Primary Targets (Earth at War Book 2)
Page 23
“How far down we gotta put this thing?” Rodent asked, bringing himself beside me with a burst of his maneuvering gun.
“The engineering crew on the Truthseeker said two hundred meters.” I turned to Ginger. “I’m going to take Rodent inside and set this bomb,” I told him. “You stay up here and watch our six. If the Tevynians figure out what we’re doing, they might send someone out from their end.”
“Roger that, sir.” He grunted a humorless laugh. “I’d rather have something to shoot at than try to play spaceship with this stupid thing.”
Ginger reoriented himself with the tunnel as his new “down” and anchored himself to the metal rim of the drive bell, a lone figure silhouetted against the star-filled firmament, his KE rifle at the ready.
“Very dramatic pose,” I said. “I should take a picture of that and use it as a recruiting poster for the Space Force.”
“Yeah, that’d be about as honest as the Army recruiting videos I watched when I was a kid.”
“Says the man who got selected for Delta Force and then went on the first manned mission to another star system,” I reminded him, motioning for Rodent to follow me and firing a burst of gas to push myself into the drive tunnel.
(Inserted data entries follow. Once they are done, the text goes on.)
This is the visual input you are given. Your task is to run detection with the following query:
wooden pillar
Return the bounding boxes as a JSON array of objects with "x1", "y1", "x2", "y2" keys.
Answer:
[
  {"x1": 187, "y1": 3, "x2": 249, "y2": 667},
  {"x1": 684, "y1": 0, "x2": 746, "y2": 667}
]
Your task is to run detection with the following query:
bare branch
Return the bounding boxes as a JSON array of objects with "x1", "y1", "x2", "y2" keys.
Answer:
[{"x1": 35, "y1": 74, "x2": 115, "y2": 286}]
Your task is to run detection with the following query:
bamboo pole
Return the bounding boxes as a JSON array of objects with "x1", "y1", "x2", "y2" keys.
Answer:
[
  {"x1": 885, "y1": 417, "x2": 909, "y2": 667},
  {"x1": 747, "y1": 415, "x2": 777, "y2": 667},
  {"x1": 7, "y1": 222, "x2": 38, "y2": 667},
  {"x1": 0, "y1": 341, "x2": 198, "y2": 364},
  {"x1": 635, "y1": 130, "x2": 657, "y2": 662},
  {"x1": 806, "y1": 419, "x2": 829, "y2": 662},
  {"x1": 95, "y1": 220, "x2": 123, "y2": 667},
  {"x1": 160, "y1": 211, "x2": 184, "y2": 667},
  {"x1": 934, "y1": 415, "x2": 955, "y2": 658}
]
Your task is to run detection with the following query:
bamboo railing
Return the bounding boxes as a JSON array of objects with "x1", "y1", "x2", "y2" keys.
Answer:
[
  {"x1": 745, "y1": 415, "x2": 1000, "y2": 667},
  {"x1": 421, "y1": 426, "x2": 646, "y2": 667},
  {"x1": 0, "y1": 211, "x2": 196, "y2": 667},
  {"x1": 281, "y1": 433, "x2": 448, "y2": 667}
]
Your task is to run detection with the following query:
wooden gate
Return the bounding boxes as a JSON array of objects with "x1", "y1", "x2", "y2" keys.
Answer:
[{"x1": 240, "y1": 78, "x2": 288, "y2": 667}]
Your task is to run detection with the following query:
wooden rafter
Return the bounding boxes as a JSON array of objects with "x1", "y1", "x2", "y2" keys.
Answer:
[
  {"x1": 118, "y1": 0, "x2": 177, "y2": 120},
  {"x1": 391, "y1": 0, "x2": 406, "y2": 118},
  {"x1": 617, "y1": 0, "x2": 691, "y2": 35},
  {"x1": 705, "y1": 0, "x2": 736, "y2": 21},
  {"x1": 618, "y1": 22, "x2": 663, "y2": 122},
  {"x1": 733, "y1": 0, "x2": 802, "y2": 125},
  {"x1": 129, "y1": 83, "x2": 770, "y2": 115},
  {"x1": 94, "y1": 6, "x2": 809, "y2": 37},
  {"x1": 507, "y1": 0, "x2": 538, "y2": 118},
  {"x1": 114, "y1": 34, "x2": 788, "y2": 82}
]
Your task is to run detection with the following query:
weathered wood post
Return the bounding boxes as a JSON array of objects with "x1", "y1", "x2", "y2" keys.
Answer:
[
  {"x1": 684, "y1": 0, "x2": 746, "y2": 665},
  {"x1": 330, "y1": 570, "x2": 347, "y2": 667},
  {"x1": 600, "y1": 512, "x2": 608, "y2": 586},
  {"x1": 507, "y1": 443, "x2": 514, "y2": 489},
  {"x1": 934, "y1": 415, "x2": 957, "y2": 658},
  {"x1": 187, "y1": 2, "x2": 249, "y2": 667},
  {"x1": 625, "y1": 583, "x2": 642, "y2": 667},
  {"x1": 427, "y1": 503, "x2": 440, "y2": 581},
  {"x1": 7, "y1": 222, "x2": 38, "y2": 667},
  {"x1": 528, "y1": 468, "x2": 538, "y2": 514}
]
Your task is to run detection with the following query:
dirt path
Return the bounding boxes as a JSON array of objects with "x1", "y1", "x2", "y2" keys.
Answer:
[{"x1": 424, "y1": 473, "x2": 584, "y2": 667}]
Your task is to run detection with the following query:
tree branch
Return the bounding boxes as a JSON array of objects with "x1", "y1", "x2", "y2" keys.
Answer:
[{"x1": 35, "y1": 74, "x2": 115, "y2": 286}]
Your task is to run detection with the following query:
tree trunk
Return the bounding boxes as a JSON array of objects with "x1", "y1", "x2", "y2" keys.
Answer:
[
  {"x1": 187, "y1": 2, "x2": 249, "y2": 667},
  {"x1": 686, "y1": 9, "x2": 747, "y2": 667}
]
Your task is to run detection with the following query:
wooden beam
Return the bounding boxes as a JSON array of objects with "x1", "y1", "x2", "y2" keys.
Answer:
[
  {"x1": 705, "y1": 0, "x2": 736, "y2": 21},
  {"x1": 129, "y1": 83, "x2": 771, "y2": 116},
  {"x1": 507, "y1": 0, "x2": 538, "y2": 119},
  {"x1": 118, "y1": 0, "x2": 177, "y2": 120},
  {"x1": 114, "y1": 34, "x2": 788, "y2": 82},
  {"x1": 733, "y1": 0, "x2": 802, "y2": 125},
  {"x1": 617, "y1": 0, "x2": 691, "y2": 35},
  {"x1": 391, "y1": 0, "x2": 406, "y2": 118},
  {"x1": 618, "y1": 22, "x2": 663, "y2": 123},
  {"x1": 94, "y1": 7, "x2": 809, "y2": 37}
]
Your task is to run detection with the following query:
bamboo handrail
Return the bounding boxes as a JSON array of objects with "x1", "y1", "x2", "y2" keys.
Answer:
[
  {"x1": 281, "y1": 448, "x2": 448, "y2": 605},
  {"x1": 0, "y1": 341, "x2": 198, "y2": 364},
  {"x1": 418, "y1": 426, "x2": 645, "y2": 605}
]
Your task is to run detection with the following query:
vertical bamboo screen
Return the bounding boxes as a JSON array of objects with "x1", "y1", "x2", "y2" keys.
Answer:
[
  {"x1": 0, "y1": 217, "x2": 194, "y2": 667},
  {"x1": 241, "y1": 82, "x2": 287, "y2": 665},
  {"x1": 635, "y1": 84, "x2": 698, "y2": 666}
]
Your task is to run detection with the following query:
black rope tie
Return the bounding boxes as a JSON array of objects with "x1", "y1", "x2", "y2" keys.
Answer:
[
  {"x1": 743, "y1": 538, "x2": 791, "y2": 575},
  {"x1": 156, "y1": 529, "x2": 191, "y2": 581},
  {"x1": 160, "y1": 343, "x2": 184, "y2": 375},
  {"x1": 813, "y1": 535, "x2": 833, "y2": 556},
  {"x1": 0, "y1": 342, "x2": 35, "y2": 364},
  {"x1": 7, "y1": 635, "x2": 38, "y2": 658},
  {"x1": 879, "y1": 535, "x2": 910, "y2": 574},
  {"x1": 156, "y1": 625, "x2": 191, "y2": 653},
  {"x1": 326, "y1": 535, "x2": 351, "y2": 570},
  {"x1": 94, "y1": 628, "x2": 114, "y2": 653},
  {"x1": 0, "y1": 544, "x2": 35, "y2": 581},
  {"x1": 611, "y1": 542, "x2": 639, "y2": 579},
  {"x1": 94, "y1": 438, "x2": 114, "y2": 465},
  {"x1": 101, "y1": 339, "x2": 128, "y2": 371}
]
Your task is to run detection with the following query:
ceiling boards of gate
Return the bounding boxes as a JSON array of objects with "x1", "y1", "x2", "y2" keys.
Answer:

“Okay, fair point,” Ginger acknowledged. “I guess I don’t have much to complain about.”
“And yet you manage to so often,” Rodent said.
“Watch your drift, Rodent,” I warned. He had angled his last burst wrong and was heading into the wall.
“Sorry, sir, damn it.”
“I think that’s far enough. Anchor to the surface and break out the bomb.”
I suppose it was very un-operator-like of me to call it “the bomb” instead of the “special munitions,” but I was just a Marine platoon leader at heart. Rodent made no comment, just pulled the pack off his shoulders and muscled it into place against the wall of the drive tunnel.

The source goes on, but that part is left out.